As shown in the TG curve of FIG. 1, virtually no decrease in the weight of solid methanol (Sample 1) was observed up to around 65° C., which is the boiling point of methanol. The weight decreased gradually beyond the boiling point, and dropped abruptly between 95 to 120° C. The thermogravimetric change was of −53.64% at 150° C., where no further thermogravimetric change was observed. This suggests that the methanol content in the solid methanol (Sample 1) obtained in Example 1 is 53.64 wt %. The endothermic reaction of the solid methanol (Sample 1), which proceeded on account of methanol vaporization accompanying the rising temperature, peaked at an observed endothermic peak of 112.9° C.

The flash point of the solid methanol (Sample 1) obtained in Example 1 was measured in accordance with the “Setaflash closed-cup flash point test method”, which is an assessment test method for hazardous materials prescribed in the “Government Ordinances on Testing and Characterization of Hazardous Materials”. Since the fuel for fuel cells is vaporized at the flash point, measuring the flash point of the sample allows verifying whether vaporization of the fuel for fuel cells can be controlled or not.

The flash point of the solid methanol (Sample 1) obtained in Example 1 was 48° C., which is higher than the flash point of 40° C. that corresponds to flammable solids in Class 2 of hazardous materials. The solid methanol (Sample 1) obtained in the present example was thus found to be a non-hazardous material. This showed that the solid methanol (solid fuel for fuel cells) obtained in the present example is capable of controlling vaporization of methanol, as the fuel for fuel cells.

Comparative Example 1

The flash point of undiluted methanol was measured in accordance with the “tag closed-cup flash point test method (JIS-K2265-1996, Test Methods for the Flash Point of Crude Oil and Petroleum Products)”, which is a method for measuring the flash point of liquids. The flash point of the undiluted methanol was 11° C.

These results show that a highly safe solid fuel for fuel cells can be obtained by introducing methanol in magnesium aluminometasilicate and by forming thereon a coating film comprising PVA, as in Example 1.

INDUSTRIAL APPLICABILITY

The method for producing a solid fuel for fuel cells of the present invention is useful for producing a highly safe solid fuel for fuel cells that is easy to handle.

Claims

1. A method for producing a solid fuel for fuel cells in which a coating film is formed on the surface of a porous material containing a fuel for fuel cells,

wherein said coating film is formed by polyvinyl alcohol, and

said fuel for fuel cells is introduced into said porous material before and/or after formation of said coating film on the surface of said porous material.

2. The method for producing a solid fuel for fuel cells according to claim 1, wherein said fuel for fuel cells is an alcohol.

3. The method for producing a solid fuel for fuel cells according to claim 2, wherein said alcohol is methanol.
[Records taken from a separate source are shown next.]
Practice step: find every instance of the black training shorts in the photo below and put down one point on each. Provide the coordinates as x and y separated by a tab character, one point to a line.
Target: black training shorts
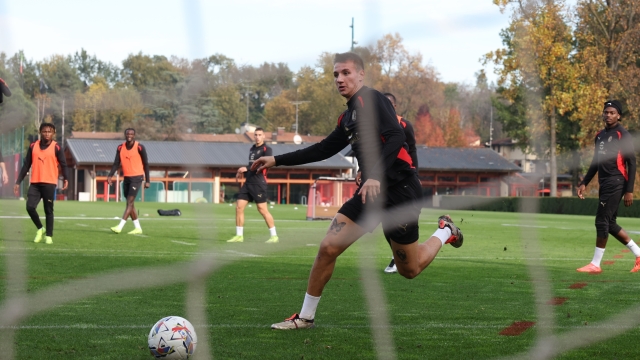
611	193
131	185
253	192
401	211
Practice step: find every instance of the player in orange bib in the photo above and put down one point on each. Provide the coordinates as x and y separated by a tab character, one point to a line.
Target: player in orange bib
135	168
43	158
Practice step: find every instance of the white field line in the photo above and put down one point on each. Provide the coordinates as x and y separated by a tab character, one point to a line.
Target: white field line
243	254
182	242
228	253
266	326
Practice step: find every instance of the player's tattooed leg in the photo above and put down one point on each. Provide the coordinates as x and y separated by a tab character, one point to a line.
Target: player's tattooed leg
401	255
336	227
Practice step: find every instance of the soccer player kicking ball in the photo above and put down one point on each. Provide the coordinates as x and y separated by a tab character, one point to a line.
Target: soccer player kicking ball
254	189
43	158
614	160
133	157
389	191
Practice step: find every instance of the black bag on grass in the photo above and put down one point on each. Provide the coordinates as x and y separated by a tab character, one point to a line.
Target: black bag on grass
174	212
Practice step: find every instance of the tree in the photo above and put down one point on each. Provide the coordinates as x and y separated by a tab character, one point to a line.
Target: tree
538	60
453	136
426	130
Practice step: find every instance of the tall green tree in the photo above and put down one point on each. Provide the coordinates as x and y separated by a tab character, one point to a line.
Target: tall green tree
538	60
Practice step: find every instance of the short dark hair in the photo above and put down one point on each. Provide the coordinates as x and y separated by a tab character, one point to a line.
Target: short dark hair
349	56
391	96
44	125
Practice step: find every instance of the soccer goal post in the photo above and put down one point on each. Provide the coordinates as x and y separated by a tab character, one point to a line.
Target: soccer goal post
326	196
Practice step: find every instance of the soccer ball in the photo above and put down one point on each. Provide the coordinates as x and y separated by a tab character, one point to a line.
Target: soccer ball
172	337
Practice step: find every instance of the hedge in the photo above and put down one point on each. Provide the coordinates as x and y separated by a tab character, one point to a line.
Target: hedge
547	205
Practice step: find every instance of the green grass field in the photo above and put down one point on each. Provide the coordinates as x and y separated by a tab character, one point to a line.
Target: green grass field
455	309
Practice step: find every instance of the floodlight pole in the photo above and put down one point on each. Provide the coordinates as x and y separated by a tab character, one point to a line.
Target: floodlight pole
296	103
353	42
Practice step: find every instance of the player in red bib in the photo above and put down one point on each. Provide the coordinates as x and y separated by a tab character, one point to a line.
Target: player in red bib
135	169
43	158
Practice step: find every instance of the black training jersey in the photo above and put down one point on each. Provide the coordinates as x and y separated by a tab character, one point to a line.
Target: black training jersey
255	153
410	139
28	161
371	127
613	158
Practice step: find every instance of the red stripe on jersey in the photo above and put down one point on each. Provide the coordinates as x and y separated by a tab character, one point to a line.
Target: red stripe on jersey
621	167
620	161
404	156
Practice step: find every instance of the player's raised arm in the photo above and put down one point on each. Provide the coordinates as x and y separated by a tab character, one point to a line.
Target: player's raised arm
262	163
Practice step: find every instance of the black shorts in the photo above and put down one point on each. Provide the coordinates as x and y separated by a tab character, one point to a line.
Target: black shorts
253	192
401	211
43	191
131	185
611	193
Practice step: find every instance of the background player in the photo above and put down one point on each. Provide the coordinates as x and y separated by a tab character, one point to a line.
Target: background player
133	157
4	90
614	160
3	169
254	189
43	158
389	181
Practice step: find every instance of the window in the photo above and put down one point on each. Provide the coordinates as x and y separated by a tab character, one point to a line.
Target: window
178	174
201	174
468	178
446	178
276	175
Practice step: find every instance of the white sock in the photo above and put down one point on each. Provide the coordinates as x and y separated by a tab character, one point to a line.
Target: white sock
443	234
309	307
597	256
634	248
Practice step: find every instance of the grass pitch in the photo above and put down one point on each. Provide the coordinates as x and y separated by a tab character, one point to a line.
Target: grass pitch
456	309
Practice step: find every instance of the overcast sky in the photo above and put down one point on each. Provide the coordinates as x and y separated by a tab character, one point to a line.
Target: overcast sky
451	35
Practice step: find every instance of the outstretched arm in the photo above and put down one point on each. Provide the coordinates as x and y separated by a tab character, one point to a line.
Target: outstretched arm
325	149
116	165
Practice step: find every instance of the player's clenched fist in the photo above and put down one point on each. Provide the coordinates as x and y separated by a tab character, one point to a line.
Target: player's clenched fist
262	163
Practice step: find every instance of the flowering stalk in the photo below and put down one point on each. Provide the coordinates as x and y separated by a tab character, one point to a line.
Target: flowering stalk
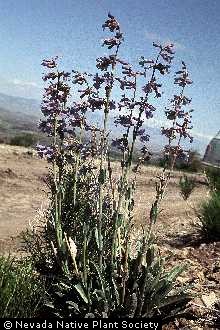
53	108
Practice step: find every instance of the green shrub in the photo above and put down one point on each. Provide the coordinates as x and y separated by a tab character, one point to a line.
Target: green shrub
209	216
87	239
186	185
147	289
24	140
21	291
213	177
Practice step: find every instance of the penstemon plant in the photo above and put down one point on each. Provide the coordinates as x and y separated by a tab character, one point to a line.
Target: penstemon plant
89	224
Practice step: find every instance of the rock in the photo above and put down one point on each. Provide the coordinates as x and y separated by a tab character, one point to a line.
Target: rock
209	300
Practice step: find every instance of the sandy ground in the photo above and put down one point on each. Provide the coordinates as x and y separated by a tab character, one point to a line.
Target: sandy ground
23	195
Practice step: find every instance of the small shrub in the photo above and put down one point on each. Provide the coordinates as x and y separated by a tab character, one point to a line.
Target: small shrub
209	216
187	185
21	291
87	237
24	140
213	177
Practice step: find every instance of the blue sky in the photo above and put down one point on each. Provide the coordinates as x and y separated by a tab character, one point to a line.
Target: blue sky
33	30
4. The method for producing a solid fuel for fuel cells according to claim 1, wherein said porous material is magnesium aluminometasilicate.

5. A solid fuel for fuel cells, wherein a coating film comprising polyvinyl alcohol is formed on the surface of a porous material containing a fuel for fuel cells.

6. The solid fuel for fuel cells according to claim 5, wherein said fuel for fuel cells is an alcohol.

7. The solid fuel for fuel cells according to claim 6, wherein said alcohol is methanol.

8. The solid fuel for fuel cells according to claim 5, wherein said porous material is magnesium aluminometasilicate.

9. A fuel cell, comprising means for extracting a fuel for fuel cells from the solid fuel for fuel cells according to claim 5.

10. The fuel cell according to claim 9, wherein said extraction means is means for bringing said solid fuel for fuel cells into contact with water.

11. The fuel cell according to claim 9, wherein said extraction means is means for heating said solid fuel for fuel cells.

12. An electronic device, comprising the fuel cell according to claim 9.